Sean Kelly, founder of Akrido Digital Assets
Sean Kelly, founder of Akrido Digital Assets

Maria Flannery, partner, asset management audit, and head of digital assets at KPMG Ireland, agrees that the early days of the Trump administration have witnessed a significant shift to pro-crypto policies in the United States. If, as expected, this is paired with crypto-friendly tax policies, we are likely to see increased investment in this asset class in the US. The situation in the EU is less clear, however.

“Europe continues to maintain a cautious regulatory-focused stance on crypto, which is driving an increased divergence between the US and Europe,” says Flannery.

“The UK recently announced plans to stop retail investors borrowing money to invest in crypto as the FCA seeks to bring crypto within its regulatory remit, which will hinder retail investment in crypto. Institutional investors continue to be cautious; however, significant progress on regulatory clarity on both sides of the Atlantic will drive even the most cautious funds to consider the asset class if they have a clear path to compliance.

Maria Flannery, KPMG Ireland partner, asset management audit, and head of digital assets
Maria Flannery, KPMG Ireland partner, asset management audit, and head of digital assets

“There will always be some level of resistance to such high-risk asset classes. However, as the sector matures and we see more instances of large institutional players entering the crypto space, this will lend increased legitimacy to the asset class and will normalise its adoption.
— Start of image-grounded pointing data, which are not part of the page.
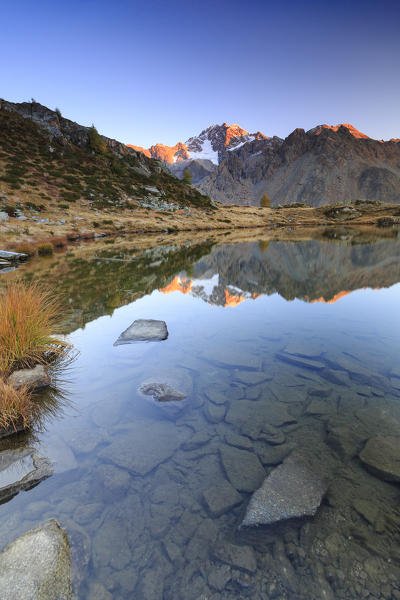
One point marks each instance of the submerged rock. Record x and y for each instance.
(381, 456)
(21, 469)
(34, 379)
(12, 255)
(162, 392)
(291, 490)
(221, 498)
(143, 330)
(37, 565)
(165, 397)
(243, 468)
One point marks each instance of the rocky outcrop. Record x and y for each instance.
(34, 379)
(143, 330)
(21, 469)
(199, 169)
(324, 165)
(381, 456)
(60, 128)
(37, 566)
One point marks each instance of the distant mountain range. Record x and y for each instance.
(324, 165)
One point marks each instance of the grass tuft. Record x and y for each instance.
(15, 407)
(45, 249)
(25, 248)
(29, 318)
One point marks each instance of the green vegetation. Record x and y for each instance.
(187, 177)
(71, 174)
(15, 406)
(96, 142)
(265, 201)
(45, 249)
(28, 249)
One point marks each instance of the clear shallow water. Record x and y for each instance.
(302, 338)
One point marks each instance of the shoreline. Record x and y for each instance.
(78, 225)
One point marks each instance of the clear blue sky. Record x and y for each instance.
(147, 71)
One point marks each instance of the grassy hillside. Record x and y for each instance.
(39, 171)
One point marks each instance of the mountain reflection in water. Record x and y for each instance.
(276, 353)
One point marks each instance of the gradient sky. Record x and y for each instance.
(161, 71)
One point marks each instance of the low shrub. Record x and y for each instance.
(45, 249)
(29, 318)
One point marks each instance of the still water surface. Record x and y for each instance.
(279, 348)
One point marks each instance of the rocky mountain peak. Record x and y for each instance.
(346, 126)
(211, 144)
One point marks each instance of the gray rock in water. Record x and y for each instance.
(291, 490)
(35, 379)
(143, 330)
(21, 469)
(381, 456)
(37, 565)
(162, 392)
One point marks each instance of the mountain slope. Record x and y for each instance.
(47, 160)
(325, 165)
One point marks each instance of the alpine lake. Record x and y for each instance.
(275, 349)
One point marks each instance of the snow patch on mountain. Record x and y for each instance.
(206, 153)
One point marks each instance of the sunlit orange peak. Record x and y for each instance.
(178, 284)
(231, 300)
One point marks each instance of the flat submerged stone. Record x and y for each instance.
(34, 379)
(21, 469)
(221, 498)
(381, 456)
(145, 445)
(143, 330)
(37, 565)
(291, 490)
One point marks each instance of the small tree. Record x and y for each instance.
(265, 201)
(187, 177)
(96, 142)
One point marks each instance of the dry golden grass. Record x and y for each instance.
(15, 407)
(29, 318)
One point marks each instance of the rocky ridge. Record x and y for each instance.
(324, 165)
(212, 144)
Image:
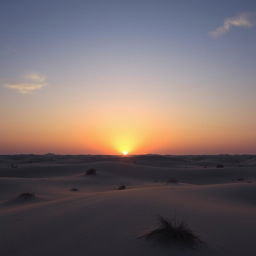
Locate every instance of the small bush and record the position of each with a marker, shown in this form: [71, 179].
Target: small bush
[173, 233]
[90, 171]
[172, 181]
[27, 196]
[122, 187]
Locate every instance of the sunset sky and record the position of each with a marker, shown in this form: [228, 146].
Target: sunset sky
[144, 76]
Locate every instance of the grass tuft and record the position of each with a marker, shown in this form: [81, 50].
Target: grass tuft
[173, 233]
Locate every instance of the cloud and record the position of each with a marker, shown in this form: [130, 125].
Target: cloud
[243, 20]
[31, 82]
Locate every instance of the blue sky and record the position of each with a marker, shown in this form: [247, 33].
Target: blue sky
[182, 58]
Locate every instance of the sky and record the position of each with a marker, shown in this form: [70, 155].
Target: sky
[144, 76]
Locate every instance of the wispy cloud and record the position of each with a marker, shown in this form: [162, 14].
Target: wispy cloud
[243, 20]
[30, 83]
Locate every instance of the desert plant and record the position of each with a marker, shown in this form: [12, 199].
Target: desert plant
[172, 180]
[27, 196]
[121, 187]
[90, 171]
[175, 233]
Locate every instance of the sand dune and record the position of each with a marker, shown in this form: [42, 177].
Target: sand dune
[97, 219]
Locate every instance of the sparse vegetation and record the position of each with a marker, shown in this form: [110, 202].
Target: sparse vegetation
[173, 233]
[90, 171]
[27, 196]
[172, 180]
[122, 187]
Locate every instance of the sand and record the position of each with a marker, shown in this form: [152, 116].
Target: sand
[218, 204]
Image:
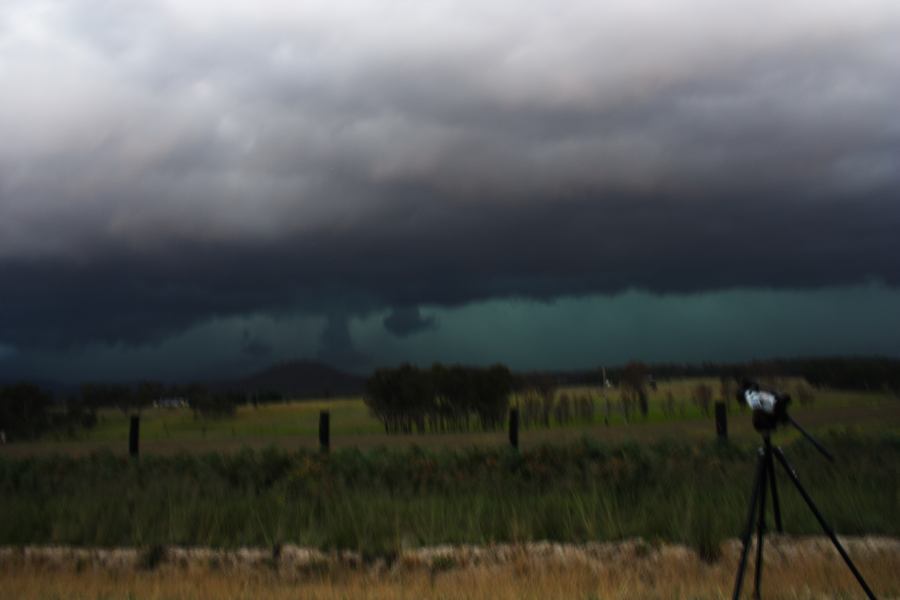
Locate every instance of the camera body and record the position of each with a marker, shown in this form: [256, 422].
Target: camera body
[769, 407]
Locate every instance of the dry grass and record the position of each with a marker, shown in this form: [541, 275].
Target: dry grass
[807, 568]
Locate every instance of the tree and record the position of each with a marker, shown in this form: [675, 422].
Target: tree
[703, 398]
[634, 383]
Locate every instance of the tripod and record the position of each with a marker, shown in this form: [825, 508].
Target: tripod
[765, 474]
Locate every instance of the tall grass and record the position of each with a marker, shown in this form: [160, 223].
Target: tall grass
[379, 501]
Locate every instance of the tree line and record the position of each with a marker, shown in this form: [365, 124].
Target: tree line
[443, 398]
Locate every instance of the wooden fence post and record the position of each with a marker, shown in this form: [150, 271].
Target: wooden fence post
[721, 421]
[134, 434]
[514, 428]
[324, 433]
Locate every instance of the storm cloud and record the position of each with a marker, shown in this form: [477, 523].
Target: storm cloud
[166, 163]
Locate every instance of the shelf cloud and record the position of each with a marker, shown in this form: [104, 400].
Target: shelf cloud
[163, 163]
“There has been a shift towards bitcoin in recent years, and its current dominance of the market demonstrates that it is viewed by many to be the ‘safest’ asset in the cryptocurrency class.”

As an asset, bitcoin has been highly correlated in recent times to traditional markets such as the key US stock indices, and has also reacted to macroeconomic factors like interest rate movements or trade tensions – a sign many observers feel of its increased legitimacy – but Kelly feels that this is changing.

“When the recent trade tariffs were announced, the stock market pulled back but bitcoin stood its ground very well. It’s like the market has now validated bitcoin for what it really is: a stand-alone store of value, separate to the existing financial system. Bitcoin doesn’t care about interest rates, stock markets or any of that. It’s completely separate and a way to store value outside the existing system.”

Flannery notes the growth of tokenisation, a way of making illiquid assets such as real estate, private equity and commodities more liquid, and sees its potential to not only make illiquid assets more liquid, but also to bring greater efficiency and transparency to wider financial markets.

“It could lead to reduced friction from an operational perspective, with faster settlement, fewer intermediaries and increased automation of processes,” she says. “Fractional ownership also has the potential for greater liquidity and accessibility, with lower investment thresholds and the potential to allow more efficient secondary-market trading. However, interoperability between stakeholders, platforms and blockchains will be the greatest challenge to unlocking the potential of tokenisation.”

Kelly is also a tokenisation enthusiast: “That’s a very good use case, and I do see a lot of interest in that area. Bitcoin, separately, is the most liquid asset in the world. If you want to buy or sell quickly, bitcoin is the fastest, quickest, most liquid asset. Compare that to property, which might take six or 12 months to sell, or gold, which you have to physically move.

“While bitcoin is already the world’s most liquid asset, tokenisation of traditional assets – real estate, bonds, etc – is progressing mainly on platforms like Ethereum for now. But overall, the trend toward blockchain settlement is accelerating and solves those problems.”